I felt like I could spend weeks, maybe months, just lying down, my head propped on pillows, a book in my hand. I was reading for the sheer pleasure of it
I re-read – with breaths in-between this time – Dan Kieran’s The Surfboard, which is a deeply moving, deeply wise, book about the directions we take in life, the holes we sometimes find ourselves in, and the way we burrow out of them through a new, terrifying challenge. It is personal writing without ever becoming solipsistic and I wanted to reflect on some of its life lessons.

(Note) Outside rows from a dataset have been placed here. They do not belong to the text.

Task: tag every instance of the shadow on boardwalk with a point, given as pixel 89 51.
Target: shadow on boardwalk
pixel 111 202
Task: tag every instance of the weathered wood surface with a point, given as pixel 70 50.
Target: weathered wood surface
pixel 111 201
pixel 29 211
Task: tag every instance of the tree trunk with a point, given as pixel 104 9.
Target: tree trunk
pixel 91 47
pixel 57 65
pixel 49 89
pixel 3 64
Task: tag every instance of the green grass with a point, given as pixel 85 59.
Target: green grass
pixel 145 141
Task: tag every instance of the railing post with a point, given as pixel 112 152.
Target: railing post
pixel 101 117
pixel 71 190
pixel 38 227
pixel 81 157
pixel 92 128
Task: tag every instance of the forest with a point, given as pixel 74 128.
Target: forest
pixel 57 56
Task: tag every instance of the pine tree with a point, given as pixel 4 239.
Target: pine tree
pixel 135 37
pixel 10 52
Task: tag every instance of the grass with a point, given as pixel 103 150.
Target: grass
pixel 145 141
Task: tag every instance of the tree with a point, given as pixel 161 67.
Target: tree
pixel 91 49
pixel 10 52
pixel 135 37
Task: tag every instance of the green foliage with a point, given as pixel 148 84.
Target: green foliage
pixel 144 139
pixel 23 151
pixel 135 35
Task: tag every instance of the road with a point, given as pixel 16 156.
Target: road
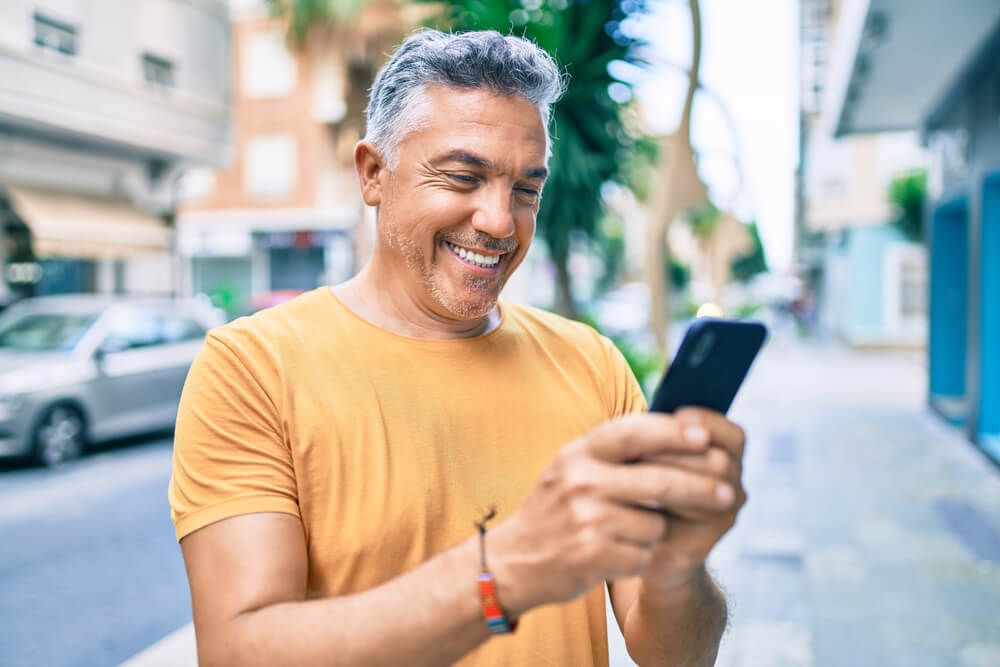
pixel 872 536
pixel 89 571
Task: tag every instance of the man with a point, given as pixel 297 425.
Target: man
pixel 334 454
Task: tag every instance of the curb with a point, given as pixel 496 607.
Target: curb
pixel 175 650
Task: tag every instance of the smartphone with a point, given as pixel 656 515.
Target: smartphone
pixel 711 364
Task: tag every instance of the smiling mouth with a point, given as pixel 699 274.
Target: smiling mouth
pixel 474 258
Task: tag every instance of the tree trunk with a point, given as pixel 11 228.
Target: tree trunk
pixel 564 293
pixel 681 186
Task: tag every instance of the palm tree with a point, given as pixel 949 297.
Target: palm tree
pixel 592 141
pixel 357 36
pixel 678 188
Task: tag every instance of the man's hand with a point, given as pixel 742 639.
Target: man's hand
pixel 602 508
pixel 691 534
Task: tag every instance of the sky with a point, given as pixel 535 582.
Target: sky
pixel 750 62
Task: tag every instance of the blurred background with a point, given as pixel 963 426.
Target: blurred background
pixel 829 167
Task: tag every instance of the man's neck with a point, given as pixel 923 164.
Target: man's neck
pixel 377 297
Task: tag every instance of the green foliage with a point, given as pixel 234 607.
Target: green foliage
pixel 679 274
pixel 746 267
pixel 704 220
pixel 745 311
pixel 907 193
pixel 592 143
pixel 646 364
pixel 610 244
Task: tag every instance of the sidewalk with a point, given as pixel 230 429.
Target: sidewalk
pixel 872 536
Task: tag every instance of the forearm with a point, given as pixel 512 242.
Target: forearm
pixel 679 627
pixel 428 616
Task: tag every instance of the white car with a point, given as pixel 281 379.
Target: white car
pixel 79 369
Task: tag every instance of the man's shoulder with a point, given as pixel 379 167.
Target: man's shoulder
pixel 277 329
pixel 549 326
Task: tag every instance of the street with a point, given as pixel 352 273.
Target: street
pixel 872 535
pixel 89 571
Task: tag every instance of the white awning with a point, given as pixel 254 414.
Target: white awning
pixel 72 225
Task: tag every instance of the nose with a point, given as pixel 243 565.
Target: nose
pixel 494 215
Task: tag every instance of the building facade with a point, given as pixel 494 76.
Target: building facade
pixel 935 68
pixel 281 217
pixel 869 278
pixel 103 105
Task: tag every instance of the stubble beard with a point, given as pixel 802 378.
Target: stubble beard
pixel 434 284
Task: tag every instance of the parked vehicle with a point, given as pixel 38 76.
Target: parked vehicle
pixel 79 369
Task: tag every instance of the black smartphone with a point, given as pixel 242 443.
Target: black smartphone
pixel 714 358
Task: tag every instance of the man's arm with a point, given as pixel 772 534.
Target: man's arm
pixel 248 590
pixel 674 614
pixel 677 625
pixel 582 525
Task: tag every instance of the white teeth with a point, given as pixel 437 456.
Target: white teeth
pixel 474 257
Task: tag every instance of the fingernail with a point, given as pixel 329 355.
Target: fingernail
pixel 696 435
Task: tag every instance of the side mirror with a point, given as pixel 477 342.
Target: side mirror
pixel 109 346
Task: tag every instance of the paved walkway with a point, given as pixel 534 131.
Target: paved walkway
pixel 872 536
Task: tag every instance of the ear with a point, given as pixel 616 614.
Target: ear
pixel 371 171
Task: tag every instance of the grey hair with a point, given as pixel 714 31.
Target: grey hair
pixel 485 60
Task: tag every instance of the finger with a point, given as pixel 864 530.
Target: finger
pixel 722 431
pixel 625 559
pixel 672 489
pixel 638 435
pixel 636 524
pixel 716 462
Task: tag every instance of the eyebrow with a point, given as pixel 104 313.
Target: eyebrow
pixel 473 160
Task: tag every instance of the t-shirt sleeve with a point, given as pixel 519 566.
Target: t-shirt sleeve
pixel 230 455
pixel 626 393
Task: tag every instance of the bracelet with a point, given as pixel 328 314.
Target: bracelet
pixel 493 614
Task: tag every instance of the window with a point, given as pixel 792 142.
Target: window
pixel 176 329
pixel 157 71
pixel 268 69
pixel 913 287
pixel 269 169
pixel 132 329
pixel 54 35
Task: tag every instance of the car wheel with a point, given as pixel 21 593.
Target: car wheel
pixel 59 436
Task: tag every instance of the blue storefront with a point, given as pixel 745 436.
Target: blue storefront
pixel 951 94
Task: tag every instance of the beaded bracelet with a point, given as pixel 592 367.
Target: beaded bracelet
pixel 493 614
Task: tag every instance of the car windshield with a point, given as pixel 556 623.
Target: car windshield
pixel 45 331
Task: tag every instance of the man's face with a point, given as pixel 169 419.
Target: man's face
pixel 458 212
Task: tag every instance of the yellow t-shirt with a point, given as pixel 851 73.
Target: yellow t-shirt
pixel 389 448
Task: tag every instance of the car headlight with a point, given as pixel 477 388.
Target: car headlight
pixel 10 405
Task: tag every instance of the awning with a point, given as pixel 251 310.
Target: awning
pixel 895 61
pixel 80 226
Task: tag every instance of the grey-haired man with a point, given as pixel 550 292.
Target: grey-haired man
pixel 334 454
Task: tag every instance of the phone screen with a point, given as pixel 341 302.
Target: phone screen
pixel 711 364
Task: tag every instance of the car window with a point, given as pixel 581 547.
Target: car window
pixel 133 329
pixel 177 329
pixel 45 331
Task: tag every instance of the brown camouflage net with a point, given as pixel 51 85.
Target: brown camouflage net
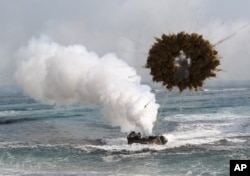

There were more: a whole crop of Wingate Prize books, which celebrates the best of Jewish literary writing, that I still needed to read before the prize’s long-list meeting: Lisa Halliday’s debut, Asymmetry (partly based on her relationship with Philip Roth); Letters to My Palestinian Neighbor by Yossi Klein Halevi, which struck me for its empathy and its honesty; Memento Park by Mark Sarvas and We Are Gathered by Jamie Weisman -both novels that explore Jewish identity with great imagination and drama. I tore through these books and built up yet more stockpiles by my bed. I felt like I could spend weeks, maybe months, just lying down, my head propped on pillows, a book in my hand. I was reading for the sheer pleasure of it, submerged by story after story, disappeared into other worlds.
Reading for pleasure
Of course it couldn’t last. I stopped feeling dizzy, I had a shower, and I re-entered the real world. But a small pile of books remain beside my bed and these are there to remind me of the simple, immense, joy of reading whatever you fancy. It is a lesson that can sometimes be forgotten by a professional reader. The pile includes books written by friends or colleagues that I still haven’t read but have heard great things about – Andrew Wilson’s Agatha Christie inspired mystery, A Different Kind of Evil; Kadian Journal by Thomas Harding, who writes about the sudden death of his 14-year-old son, Kadian, in what seems, from the pages I’ve read, like an earth-shattering, yet beautifully written, memoir. I plan to read Ta-Nehisi Coates’s We Were Eight Years in Power, because I am interested in what he has to say, and Ottessa Moshefegh’s Eileen and My Year of Rest and Relaxation, which I bought in a two-for-one offer while – yes – dawdling in a bookshop.
And yes, there are too many books in the world and not enough time to read them all but the novels that have begun to take up home around my bed seem like friends now, and not the enemies of time that I had thought them to be.